Богдан усиленно наливал себе кубок за кубком и пил, чтобы скрыть от других свое замешательство; ему казалось, что глаза всех устремлены на него и что вот-вот сейчас начнется допрос.
— Знаете... ясноосвецоное панство, — заговорил заплетающимся языком Ясинский. — Оссолинский... у! Это лис!.. Я только что из Варшавы... бывал там везде... у высшей знати... и слыхал... это изумительно... Як маму кохам, пекельная штука!
— Какая? — поинтересовался Заславский.
— Тонкая, ваша яснейшая мосць! — нахально улыбался Ясинский, бросая на Богдана вызывающий взгляд. — Я хорошо знаю Оссолинского... бывал у него...
— У ясноосвецоного пана канцлера? — воскликнул, пожавши плечами, Хмельницкий, желая осадить лжеца и подорвать к нему доверие.
— Для козака это может быть за диковинку, — прищурил презрительно тот глаза, — а для уродзоного шляхтича это фрашки (пустяки). А в доказательство... я могу сообщить... что вот на днях... у канцлера будут две свадьбы...
— У него одна только дочь, — возразил Заславский.
— Одна родная, ваша ясная мосць, а другая приемыш... да... просто пальцы оближешь!..
— Цяцюня? Хе-хе-хе! — засмеялся Барабаш, зажмурив глаза и покачиваясь из стороны в сторону.
Словно молот тяжелый упал Богдану на голову. «Это Марылька!» — сверкнуло у него молнией и молнией же ударило в дрогнувшее сердце. Не получая никаких известий о Марыльке во время пребывания своего за границей, не получая от нее ответа на посланное ей письмо уже из Суботова, Богдан порешил, что панянка забыла его, поглощенная волнами новой, увлекательной жизни, и что ему, козаку, не к лицу носить какую-то болячку на сердце про несбыточное черт знает что... и вдруг при одном известии он почувствовал в сердце боль, и такую щемящую да досадную, что даже бросилась ему в лицо кровь и глаза сверкнули диким огнем.
— Ну, так что же разведал там вацпан? — с раздражением уставился староста на Ясинского.

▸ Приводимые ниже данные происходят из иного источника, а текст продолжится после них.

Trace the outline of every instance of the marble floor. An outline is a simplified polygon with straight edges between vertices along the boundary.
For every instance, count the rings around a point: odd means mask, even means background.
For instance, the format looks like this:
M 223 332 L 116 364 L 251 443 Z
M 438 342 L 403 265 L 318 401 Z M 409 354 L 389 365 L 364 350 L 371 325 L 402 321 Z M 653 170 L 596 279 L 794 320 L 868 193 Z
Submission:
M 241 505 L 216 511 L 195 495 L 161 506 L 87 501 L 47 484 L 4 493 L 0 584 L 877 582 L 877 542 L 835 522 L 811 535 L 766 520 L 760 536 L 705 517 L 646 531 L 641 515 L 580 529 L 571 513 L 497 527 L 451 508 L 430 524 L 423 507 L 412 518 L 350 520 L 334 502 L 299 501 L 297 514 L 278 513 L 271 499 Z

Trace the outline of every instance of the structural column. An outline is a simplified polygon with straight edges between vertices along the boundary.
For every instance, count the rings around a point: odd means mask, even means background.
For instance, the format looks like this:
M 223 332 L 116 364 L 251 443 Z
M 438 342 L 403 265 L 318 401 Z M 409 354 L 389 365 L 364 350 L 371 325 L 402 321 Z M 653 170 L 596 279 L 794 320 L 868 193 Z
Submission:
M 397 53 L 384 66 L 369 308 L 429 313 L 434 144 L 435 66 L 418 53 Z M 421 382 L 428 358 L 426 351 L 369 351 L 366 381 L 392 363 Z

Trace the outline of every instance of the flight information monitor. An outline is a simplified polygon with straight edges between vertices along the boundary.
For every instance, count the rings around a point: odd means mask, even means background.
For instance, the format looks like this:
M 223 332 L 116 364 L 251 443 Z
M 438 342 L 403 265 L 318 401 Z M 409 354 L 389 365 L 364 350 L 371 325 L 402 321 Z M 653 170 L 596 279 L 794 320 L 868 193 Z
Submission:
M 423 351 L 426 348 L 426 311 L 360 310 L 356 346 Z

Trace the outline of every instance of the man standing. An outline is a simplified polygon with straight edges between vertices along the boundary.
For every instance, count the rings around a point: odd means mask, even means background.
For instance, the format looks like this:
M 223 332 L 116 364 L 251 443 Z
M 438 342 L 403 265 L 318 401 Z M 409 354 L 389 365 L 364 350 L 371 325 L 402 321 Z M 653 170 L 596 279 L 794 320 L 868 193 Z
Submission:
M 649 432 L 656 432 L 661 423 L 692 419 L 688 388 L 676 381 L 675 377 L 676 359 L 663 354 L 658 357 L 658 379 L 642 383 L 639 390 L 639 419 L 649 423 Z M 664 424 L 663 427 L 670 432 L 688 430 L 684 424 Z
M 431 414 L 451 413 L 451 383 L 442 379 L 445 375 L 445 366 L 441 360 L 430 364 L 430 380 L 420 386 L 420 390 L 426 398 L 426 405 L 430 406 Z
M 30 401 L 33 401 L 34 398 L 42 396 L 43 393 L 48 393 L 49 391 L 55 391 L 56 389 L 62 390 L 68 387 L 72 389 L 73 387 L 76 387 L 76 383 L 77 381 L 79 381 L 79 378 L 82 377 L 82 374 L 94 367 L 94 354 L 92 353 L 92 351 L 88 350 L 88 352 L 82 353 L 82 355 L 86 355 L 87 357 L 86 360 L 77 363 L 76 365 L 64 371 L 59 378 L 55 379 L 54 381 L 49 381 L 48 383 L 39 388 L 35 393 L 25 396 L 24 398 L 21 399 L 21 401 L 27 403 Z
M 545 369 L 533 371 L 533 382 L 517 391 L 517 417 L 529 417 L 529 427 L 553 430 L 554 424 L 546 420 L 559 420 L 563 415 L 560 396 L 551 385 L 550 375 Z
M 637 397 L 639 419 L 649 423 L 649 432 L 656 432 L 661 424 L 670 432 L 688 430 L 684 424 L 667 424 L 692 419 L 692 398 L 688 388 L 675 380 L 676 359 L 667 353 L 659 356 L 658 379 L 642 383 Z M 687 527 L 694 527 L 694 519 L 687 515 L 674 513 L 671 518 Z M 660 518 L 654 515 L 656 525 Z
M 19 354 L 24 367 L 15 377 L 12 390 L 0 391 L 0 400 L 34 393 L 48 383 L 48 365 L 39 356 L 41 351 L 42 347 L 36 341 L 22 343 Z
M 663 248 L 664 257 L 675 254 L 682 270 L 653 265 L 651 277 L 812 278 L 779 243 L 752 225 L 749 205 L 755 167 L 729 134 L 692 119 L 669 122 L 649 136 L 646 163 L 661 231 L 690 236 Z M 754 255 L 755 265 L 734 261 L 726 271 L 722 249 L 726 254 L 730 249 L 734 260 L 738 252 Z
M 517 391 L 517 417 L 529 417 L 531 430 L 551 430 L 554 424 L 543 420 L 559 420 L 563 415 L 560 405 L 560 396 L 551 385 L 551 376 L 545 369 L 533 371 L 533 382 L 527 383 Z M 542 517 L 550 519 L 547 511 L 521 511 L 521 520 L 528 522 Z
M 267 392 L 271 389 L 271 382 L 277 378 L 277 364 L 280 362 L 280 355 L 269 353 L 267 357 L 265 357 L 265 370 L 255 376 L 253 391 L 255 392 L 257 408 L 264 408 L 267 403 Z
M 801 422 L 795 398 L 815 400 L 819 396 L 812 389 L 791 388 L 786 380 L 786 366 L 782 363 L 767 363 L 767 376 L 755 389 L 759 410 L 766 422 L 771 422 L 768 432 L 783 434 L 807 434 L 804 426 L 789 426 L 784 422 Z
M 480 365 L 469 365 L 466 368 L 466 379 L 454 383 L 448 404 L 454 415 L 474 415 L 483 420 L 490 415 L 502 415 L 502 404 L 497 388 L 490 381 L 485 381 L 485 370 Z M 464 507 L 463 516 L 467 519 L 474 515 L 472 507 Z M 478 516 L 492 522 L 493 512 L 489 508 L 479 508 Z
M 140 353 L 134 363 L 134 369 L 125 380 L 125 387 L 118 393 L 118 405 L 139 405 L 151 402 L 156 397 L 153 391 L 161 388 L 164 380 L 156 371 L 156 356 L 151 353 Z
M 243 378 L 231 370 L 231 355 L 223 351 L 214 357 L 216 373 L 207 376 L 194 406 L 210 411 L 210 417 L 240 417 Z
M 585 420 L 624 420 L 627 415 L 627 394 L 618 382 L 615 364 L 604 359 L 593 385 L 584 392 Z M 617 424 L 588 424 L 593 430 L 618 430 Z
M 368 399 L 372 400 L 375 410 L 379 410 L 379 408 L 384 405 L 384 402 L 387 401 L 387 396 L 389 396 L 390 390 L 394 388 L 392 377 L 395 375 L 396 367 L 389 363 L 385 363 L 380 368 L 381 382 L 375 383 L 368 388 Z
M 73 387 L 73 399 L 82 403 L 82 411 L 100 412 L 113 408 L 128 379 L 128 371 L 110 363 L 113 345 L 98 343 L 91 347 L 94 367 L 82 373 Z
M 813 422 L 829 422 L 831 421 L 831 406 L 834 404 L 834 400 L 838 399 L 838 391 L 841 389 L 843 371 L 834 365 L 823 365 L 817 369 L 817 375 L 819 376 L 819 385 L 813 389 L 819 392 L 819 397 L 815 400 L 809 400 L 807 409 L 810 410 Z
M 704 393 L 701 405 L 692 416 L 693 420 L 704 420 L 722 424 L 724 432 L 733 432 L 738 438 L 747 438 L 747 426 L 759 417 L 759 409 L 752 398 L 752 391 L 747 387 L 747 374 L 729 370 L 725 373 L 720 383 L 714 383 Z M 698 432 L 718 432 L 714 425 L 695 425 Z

Что Оссолинский, ясноосвецоный, задабривает козачью старшину... О, это хитрая лисица... но и старшина тоже... ой, ой, ой! — не спускал он с Хмельницкого пьяных глаз.
— Это поклеп и на Оссолинского, и на старшину! — крикнул, вспыливши, Богдан и отвел смущенно глаза.
— Старшина верна Речи Посполитой! — добавил Ильяш.
— Предана как собака... как скаженая, — забормотал Барабаш, вытирая усами тарелку.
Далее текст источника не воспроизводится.